The operation of the radio communication device 18, and the utility metering device 10 in particular may now be appreciated from the following description. A remote meter reading unit may poll the radio communication device 18, for example by sending a radio signal comprising a unique identification code. In order to conserve battery power, the radio communication unit may only be active to receive a polling signal at certain times, for example, within a duty cycle of 10%, such as during one second of every ten seconds. A received signal is then passed from the slot antenna 22 to the antenna electronic unit 50, which may then compare the received identification code with one stored in a read only memory.
If the received identification code matches the stored identification code, then the antenna electronic unit 50 may send an enquiry signal through the coaxial cable 36 transmission line to the outer loop 74. The enquiry signal is then inductively coupled to the inner loop 66.
Because the non-rechargeable battery power supply for the meter electronic unit 64 may have to last for between five and ten years before replacement, the meter electronic unit 64 may be activated to receive the enquiry signal within a duty cycle less than that for the antenna duty cycle, for example 1k, e.g. for one second within every 100 seconds.
Once the enquiry signal is received, the meter electronic unit 64 then transmits inductively a signal representing a meter reading to the outer loop 74 which is then passed by the coaxial cable 36 to the antenna electronic unit, which then amplifies, or otherwise processes, the meter reading signal for onward transmission to the remote meter reading unit.
The inner loop 66 is in effect a local primary antenna, the slot antenna 22 of the radio communication device 18 then acting as a secondary antenna for onward transmission of meter readings to a remote meter reading unit.
In another embodiment of the invention not illustrated, the local primary antenna in the utility meter is a slot antenna. The ring of such a "meter" slot antenna may be plated on the inner surface of the window, with a ground plane disposed below and parallel to the slot-ring in a manner analogous to that described above for the slot antenna of the cover plate radio communication device.
The radio communication device and the utility metering device as described above may be used in a wide variety of meter reading situations. For example, the recess may not need to be a meter pit in the ground, eg for an electricity or gas meter which may be mounted inside a building, or on an outer wall of a building. In some countries which have severe winters where the ground may freeze to a depth as great as 2 m, water meters may also be mounted inside a building. In such cases, the meter cover plate may be any generally horizontally disposed plate in the vicinity of the meter, for example, joined to a part of the meter housing, or at some distance to the meter housing. The later option may be appropriate if the meter would be shielded by its surrounds, for example metal walls or cladding, or the confines of an underground basement.

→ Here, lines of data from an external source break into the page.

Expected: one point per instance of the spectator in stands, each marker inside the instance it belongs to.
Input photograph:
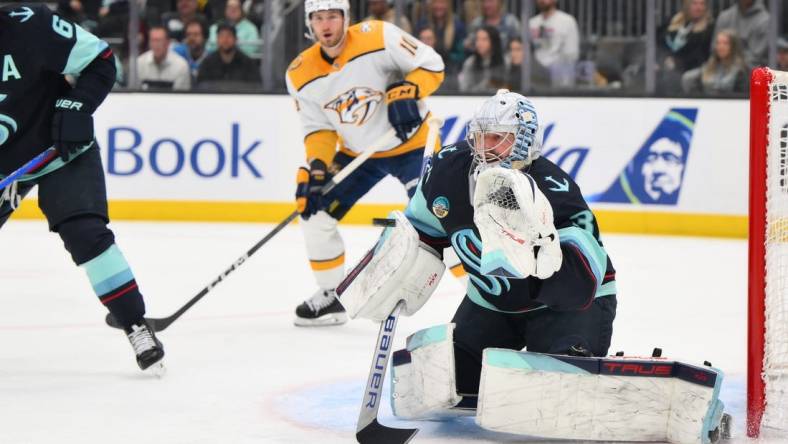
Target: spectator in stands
(113, 20)
(427, 36)
(449, 33)
(782, 54)
(750, 22)
(484, 70)
(724, 72)
(248, 35)
(556, 40)
(514, 61)
(381, 10)
(470, 10)
(193, 47)
(175, 22)
(159, 68)
(685, 42)
(493, 15)
(228, 66)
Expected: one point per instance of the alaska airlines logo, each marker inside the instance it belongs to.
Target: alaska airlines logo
(356, 105)
(7, 125)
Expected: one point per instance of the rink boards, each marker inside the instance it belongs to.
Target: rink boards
(647, 165)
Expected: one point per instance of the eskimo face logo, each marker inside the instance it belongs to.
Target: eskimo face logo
(357, 105)
(663, 168)
(7, 125)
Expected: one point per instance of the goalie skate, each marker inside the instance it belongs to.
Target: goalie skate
(322, 309)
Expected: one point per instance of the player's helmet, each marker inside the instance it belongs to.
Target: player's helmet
(311, 6)
(510, 116)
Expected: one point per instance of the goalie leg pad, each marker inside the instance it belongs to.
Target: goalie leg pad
(608, 399)
(399, 267)
(325, 249)
(423, 379)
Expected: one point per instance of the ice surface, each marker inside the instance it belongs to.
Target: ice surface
(240, 372)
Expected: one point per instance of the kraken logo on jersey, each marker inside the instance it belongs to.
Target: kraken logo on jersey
(468, 247)
(356, 105)
(7, 125)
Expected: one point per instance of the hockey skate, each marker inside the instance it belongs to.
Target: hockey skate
(147, 347)
(323, 308)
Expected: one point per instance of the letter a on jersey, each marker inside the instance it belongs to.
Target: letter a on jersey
(9, 68)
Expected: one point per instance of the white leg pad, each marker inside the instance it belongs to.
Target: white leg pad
(615, 399)
(324, 243)
(423, 380)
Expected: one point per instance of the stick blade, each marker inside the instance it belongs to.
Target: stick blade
(377, 433)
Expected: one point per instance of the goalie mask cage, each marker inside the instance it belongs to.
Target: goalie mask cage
(767, 355)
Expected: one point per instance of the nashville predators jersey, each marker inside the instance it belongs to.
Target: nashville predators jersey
(342, 101)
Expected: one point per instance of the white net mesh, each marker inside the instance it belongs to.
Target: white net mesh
(775, 366)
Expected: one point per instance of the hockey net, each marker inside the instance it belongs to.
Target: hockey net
(767, 391)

Because the battery power source within the utility meter draws current of a relatively low duty cycle, and does not have to supply the power required for onward transmission to a remote meter reading unit, the utility meter may be left in place for up to ten years before the nonrechargeable battery of the meter electronic unit has to be replaced. Furthermore, the water-proof housing of the utility meter is not compromised by the use of non-standard materials or of cables or electrical connectors penetrating the meter casing. These features permit the utility meter to be left in place for many years, even in the environment of a meter pit flooded with water.
The recess cover plate may then be periodically removed for servicing or for recharging of the rechargeable battery since the non-invasive inductive coupling clip may readily be removed from the utility meter housing.